The Cat Who Lived High
- First edition (h/b)
- Author: Lilian Jackson Braun
- Language: English
- Series: The Cat Who series
- Genre: Mystery
- Publisher: G. P. Putnam's Sons (h/b) Jove Books (p/b)
- Publication date: 1990
- Publication place: United States
- Media type: Print (hardback & paperback)
- Preceded by: The Cat Who Talked to Ghosts
- Followed by: The Cat Who Knew a Cardinal

= The Cat Who Lived High =

1990 novel by Lilian Jackson Braun

The Cat Who Lived High is the 11th novel in The Cat Who series of murder mystery novels by Lilian Jackson Braun.

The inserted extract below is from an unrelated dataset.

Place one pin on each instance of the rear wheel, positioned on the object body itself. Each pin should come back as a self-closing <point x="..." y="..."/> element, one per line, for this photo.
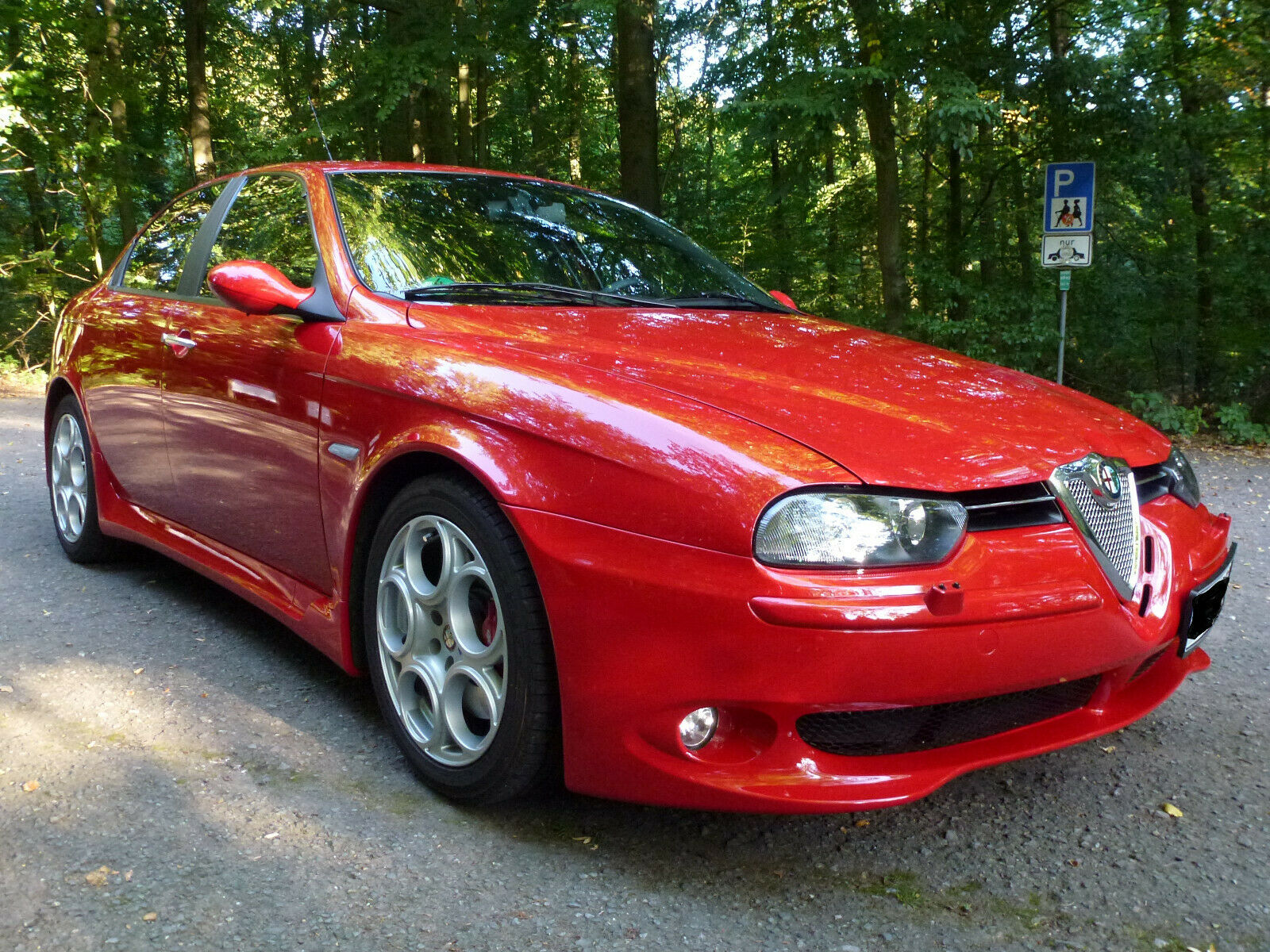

Jim Qwilleran receives a request for help from Amberina, one of the three weird sisters in Junktown, to come back and help save the historic Art Deco Casablanca apartment building from demolition by developers. Accordingly, Jim and the cats rent the penthouse, which turns out to be the scene of an apparent murder-suicide, involving the death of Dianne Bessinger, the head of the committee formed to prevent the demolition of the building. Jim and the cats discover that Dianne and her lover had been killed on the orders of those opposed to her campaign to prevent demolition of the Casablanca, and eventually uncover the killer's identity.